In his National Affairs article, Dr. Stossel discussed research papers submitted for publication, noting:

Although revered by academics as a quality filter, “peer review” of research papers submitted for publication (and of grants for research funding) is a flawed enterprise. As scientific journals found success in providing researchers the priority and credit they were looking for, the volume of submissions began to exceed the supply of journals’ publication space. The practice of peer review — having selected experts render opinions regarding the quality of articles submitted to journals — was designed to solve that problem. Today, electronic publication has eliminated the space problem, but a prestige hierarchy of journals has replaced it with a false scarcity. Researchers covet attention in the most prestigious journals, and the high-profile journals sustain their elevated status by arbitrarily rejecting the majority of articles submitted to them. The monopoly power of these journals, fueled by researchers’ vanity, allows indifferent editors to delay decisions about whether to publish research articles until dueling authors and reviewers come to a resolution. The referees of these disputes provide a quality of service that would be expected from the nature of the reviewers: anonymous, unpaid cronies or competitors of a paper’s authors. As a result, research data can languish in obscurity for months or years while authors work their way down the prestige pecking order and finally obtain a place to publish.

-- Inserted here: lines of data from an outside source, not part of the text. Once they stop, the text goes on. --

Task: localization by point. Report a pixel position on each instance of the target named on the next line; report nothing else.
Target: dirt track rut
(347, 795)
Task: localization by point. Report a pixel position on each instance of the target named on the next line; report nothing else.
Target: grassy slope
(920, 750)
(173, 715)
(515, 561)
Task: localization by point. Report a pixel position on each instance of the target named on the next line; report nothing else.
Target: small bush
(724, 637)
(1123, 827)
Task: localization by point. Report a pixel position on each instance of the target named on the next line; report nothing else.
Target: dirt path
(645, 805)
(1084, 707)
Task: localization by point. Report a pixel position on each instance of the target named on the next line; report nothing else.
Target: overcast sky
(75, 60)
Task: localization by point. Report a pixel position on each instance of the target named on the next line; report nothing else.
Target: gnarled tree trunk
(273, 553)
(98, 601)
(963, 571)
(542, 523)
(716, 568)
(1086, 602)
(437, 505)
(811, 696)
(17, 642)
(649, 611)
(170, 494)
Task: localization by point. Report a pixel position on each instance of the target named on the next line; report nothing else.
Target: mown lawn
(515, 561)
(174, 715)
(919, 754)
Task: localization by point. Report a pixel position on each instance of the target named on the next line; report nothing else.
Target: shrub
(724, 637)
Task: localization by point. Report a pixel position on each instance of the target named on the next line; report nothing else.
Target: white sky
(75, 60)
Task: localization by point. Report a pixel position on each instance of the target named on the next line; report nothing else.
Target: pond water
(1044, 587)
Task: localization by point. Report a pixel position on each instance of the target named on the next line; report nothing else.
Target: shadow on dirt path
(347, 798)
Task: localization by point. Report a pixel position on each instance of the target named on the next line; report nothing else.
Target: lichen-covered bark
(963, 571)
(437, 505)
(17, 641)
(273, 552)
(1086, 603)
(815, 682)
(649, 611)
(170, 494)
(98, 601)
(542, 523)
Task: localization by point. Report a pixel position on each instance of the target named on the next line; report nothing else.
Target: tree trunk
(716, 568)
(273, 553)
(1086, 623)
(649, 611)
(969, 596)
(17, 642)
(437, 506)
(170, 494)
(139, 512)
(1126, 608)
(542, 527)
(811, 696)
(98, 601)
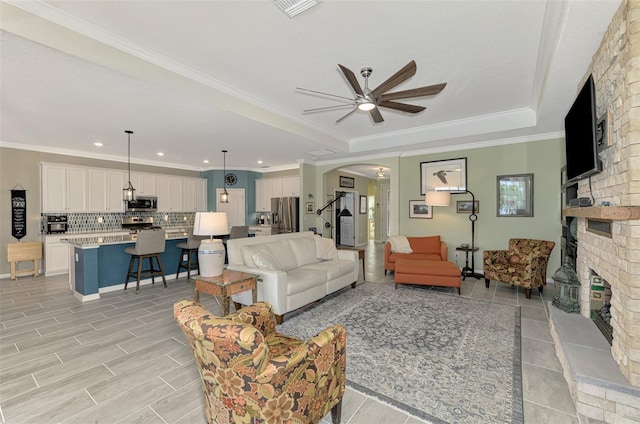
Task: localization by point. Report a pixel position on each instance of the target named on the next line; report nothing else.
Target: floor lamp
(443, 198)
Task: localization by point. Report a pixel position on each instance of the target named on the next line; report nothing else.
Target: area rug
(440, 357)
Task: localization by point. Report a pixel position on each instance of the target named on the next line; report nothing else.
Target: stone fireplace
(605, 381)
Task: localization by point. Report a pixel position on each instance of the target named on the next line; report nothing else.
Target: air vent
(294, 7)
(596, 226)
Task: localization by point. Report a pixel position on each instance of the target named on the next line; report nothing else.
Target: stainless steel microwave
(143, 204)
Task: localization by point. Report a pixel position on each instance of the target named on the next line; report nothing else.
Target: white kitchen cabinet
(276, 187)
(115, 184)
(189, 195)
(195, 195)
(56, 255)
(291, 186)
(145, 184)
(105, 191)
(64, 188)
(170, 193)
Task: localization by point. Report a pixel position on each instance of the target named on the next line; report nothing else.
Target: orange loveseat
(428, 248)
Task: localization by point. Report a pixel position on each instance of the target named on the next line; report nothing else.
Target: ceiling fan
(371, 100)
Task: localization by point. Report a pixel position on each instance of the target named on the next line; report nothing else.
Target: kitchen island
(99, 264)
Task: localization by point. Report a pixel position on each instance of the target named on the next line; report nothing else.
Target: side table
(360, 256)
(468, 271)
(227, 284)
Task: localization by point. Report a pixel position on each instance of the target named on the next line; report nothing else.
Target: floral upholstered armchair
(253, 374)
(523, 265)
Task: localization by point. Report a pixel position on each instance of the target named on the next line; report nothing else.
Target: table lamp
(211, 252)
(443, 198)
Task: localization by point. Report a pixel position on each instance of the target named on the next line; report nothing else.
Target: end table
(227, 284)
(468, 271)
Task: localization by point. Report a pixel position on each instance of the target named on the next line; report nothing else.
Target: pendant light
(129, 193)
(224, 196)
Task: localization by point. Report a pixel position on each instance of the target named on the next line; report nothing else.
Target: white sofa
(295, 268)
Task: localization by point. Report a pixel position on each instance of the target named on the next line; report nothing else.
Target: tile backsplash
(93, 222)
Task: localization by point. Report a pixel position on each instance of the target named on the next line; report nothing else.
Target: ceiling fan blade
(324, 94)
(320, 109)
(402, 107)
(348, 113)
(414, 92)
(351, 77)
(402, 75)
(376, 115)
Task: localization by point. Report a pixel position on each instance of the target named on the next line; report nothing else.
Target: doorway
(235, 208)
(345, 219)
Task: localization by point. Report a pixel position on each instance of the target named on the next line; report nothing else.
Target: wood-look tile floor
(123, 359)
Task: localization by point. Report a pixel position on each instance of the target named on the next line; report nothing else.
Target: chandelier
(224, 196)
(129, 193)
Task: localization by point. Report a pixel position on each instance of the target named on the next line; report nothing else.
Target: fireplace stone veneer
(605, 381)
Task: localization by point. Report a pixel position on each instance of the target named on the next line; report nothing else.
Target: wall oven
(56, 224)
(143, 204)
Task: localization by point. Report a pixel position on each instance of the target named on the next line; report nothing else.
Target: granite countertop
(97, 241)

According to Dr. Stossel, more than 80% of new drug approvals originate from work solely performed in private companies and such drug approvals come on average 16 years after the beginning of clinical trials, which typically cost $2.5 billion from start to finish. Therefore, it appears even if academics and NIH really wanted to create a new drug, economic reality would get in the way.

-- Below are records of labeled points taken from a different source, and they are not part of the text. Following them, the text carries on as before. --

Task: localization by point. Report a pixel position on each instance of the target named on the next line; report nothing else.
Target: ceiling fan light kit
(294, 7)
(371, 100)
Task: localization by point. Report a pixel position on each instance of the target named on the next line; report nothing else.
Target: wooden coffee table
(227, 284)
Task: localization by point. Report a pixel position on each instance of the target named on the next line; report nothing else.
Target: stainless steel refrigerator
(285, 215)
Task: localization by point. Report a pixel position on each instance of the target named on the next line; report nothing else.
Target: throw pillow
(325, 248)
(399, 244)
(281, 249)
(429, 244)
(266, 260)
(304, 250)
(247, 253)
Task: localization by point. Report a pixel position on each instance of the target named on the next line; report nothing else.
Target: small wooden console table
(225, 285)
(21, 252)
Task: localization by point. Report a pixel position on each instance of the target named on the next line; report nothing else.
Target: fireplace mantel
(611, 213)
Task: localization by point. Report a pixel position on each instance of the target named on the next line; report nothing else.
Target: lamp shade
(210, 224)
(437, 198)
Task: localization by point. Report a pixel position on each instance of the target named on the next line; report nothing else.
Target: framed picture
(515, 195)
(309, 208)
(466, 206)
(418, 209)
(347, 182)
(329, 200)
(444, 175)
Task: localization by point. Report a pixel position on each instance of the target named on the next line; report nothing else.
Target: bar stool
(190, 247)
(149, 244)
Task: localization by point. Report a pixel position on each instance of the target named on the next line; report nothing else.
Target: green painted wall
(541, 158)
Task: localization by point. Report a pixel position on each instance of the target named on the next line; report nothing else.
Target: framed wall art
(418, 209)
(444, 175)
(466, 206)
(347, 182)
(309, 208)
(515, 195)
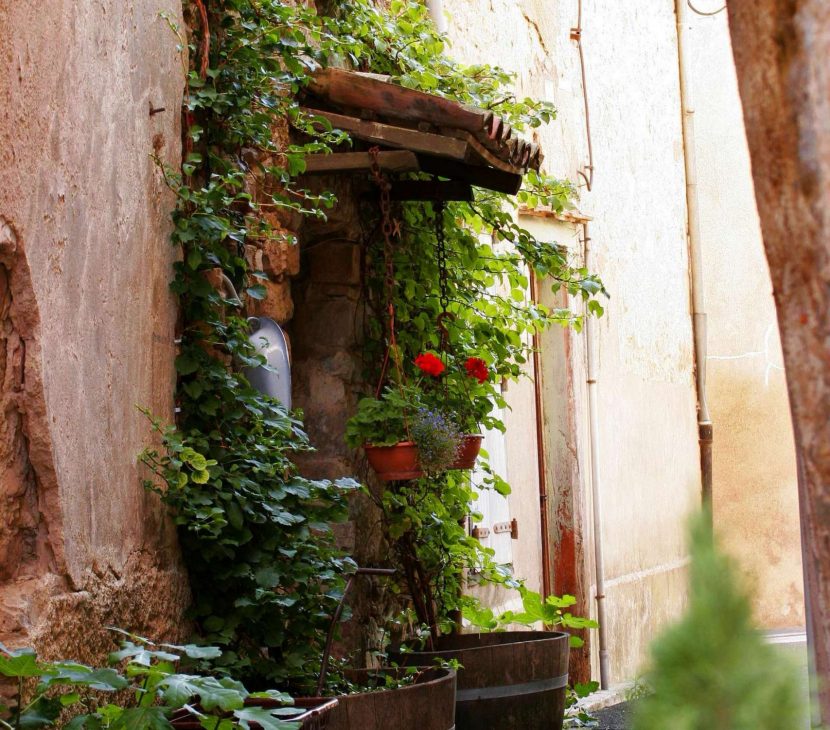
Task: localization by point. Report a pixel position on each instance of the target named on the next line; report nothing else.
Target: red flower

The National Affairs article notes that, “achieving innovation requires wanting to innovate more than trying to impress reviewers of research papers or grant applications. It involves trial-and-error efforts that academic-review committees dismiss as “fishing expeditions” and that violate the scholarly premium on ‘hypothesis-driven’ studies. Success in academe also demands sticking to one’s research ‘brand.’ By contrast, innovation usually requires shifting gears to employ different technologies and experimental approaches. Such inconsistency reliably leads grant-application reviewers to discount an applicant’s qualifications.”

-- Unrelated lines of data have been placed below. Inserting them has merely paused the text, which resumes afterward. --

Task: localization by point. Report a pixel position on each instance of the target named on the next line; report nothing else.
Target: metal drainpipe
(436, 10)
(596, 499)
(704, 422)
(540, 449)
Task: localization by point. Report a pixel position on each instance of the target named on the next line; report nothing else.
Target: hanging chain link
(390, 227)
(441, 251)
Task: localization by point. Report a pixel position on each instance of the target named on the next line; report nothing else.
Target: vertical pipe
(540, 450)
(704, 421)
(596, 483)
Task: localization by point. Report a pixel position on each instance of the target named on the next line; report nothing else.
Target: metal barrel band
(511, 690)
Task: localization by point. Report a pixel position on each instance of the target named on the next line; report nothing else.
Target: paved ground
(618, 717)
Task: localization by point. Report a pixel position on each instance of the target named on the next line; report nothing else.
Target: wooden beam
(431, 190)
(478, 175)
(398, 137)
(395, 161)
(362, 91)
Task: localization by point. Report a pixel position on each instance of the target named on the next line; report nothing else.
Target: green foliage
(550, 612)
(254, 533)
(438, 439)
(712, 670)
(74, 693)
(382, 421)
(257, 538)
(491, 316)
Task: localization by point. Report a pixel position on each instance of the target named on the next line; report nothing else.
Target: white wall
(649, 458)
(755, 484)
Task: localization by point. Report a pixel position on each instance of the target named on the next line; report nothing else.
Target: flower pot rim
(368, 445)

Dr. Stossel closes his Wall Street Journal article by stating:

Despite its exaggerated role, basic research in universities does advance human knowledge, train scientists, and contribute to medical advances—albeit uncommonly and inefficiently. But the system is unsustainable. A better approach would be to encourage academics to join with industry, where the financial resources and drive to innovate reside. Unfortunately, the biomedical complex demonizes corporations. If academic institutions stopped demeaning the activities needed to develop medical products, industry might take a greater interest in supporting their research.

Great advances in health care have been made, but there are still important challenges, from obesity to dementia. One step toward addressing them would be for Washington to adopt the right approach to medical innovation—and to stop simply throwing money at the current inefficient system.